If Lewis’s biography is as tidy and well-ordered as the New York brownstones Wharton loathed, then Lee’s version unfolds more organically. Its structure is episodic, with a chapter devoted to each of the major periods of Wharton’s life, in loose chronological fashion. There is also a section for each of her major books, along with searching critical readings of The Custom of the Country, which Lee considers her best, and many short stories; a chapter about her deeply formative Italian travels; one describing the design and execution of the Mount, her estate in Lenox, Massachusetts; and several chapters devoted to people close to her, including Henry James, who became a friend and mentor, and Walter Berry, an American bon vivant she once called the most important person in her life.
However, it is Wharton’s love of France, her “seconde patrie,” that becomes the heart of the biography. Lee brings to life Wharton’s Paris years (she began her expatriation in 1906 and died in France in 1937) and her gradual, deep absorption into French ways of living and being. Lee writes vividly of the two French houses Wharton bought, one outside of Paris and one on the Riviera, between which she divided her time in her later years. She spoke the language flawlessly and held a profound respect for the country and its natives.
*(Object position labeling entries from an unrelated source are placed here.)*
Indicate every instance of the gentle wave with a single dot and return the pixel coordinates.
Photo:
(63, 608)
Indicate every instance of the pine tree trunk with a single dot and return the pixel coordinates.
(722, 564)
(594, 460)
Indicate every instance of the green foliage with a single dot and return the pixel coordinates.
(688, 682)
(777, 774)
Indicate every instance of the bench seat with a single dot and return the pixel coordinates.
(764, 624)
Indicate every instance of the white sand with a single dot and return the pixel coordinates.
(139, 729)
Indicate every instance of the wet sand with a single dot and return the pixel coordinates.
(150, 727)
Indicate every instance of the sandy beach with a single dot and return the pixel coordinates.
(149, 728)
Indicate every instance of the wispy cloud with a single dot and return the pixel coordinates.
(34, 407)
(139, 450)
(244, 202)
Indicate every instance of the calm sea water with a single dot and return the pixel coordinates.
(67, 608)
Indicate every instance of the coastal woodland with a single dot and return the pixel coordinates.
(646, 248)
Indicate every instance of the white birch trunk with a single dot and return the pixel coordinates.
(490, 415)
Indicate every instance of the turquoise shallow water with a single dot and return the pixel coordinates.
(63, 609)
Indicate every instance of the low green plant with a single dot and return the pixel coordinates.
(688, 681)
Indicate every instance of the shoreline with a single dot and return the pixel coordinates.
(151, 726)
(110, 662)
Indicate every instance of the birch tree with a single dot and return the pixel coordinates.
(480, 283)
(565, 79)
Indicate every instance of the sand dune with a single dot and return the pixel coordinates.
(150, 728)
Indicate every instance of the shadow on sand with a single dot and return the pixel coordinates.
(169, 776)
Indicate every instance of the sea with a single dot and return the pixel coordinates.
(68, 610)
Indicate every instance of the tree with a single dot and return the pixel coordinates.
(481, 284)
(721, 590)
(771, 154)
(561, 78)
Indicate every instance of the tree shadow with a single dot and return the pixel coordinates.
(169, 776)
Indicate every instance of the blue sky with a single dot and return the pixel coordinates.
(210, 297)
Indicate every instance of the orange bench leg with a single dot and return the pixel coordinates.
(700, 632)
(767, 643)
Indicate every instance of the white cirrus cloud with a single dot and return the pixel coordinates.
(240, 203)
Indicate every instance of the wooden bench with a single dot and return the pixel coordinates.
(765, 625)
When World War I shattered her Paris idyll, she showed her loyalty by founding several charities, including the Children of Flanders Rescue Committee, a cure program for soldiers with tuberculosis, a workroom for seamstresses, and American Hostels for Refugees, which housed and assisted the French and Belgian exiles flooding into Paris. Lee doesn’t make a martyr of Wharton for her sacrifices, though. She makes it clear that her wealth and connections made them all possible.
Indeed, altogether Lee doesn’t make apologies for or romanticize her subject. Wharton was not always a likeable woman, and even her closest friends found her maddening at times. She was famous for being chilly with strangers, dismissive of those she had no use for, and endlessly demanding of friends. She held mildly racist views (anti-Semitism creeps into her writing, as in the character of Simon Rosedale, the unsavory money-making Jew in The House of Mirth). On a trip to Morocco with dignitaries from the French government, she wrote approvingly of the benefits of colonial rule and made paternalistic assumptions about North Africans needing guidance from France in order to develop as a society, while at the same time marveling at their primitive exoticism. Of course, such sentiments were not uncommon at the time, but as her biographer Lewis wrote, “She entertained prejudices that, however one explains them by reference to her background and to the times, one can only find regrettable. She was too large a person, one feels, for these clichés of bigotry.”
Finally, it is Wharton’s largeness, her voracious appetite for life, travel, books, culture, and good talk, that will stay with the reader.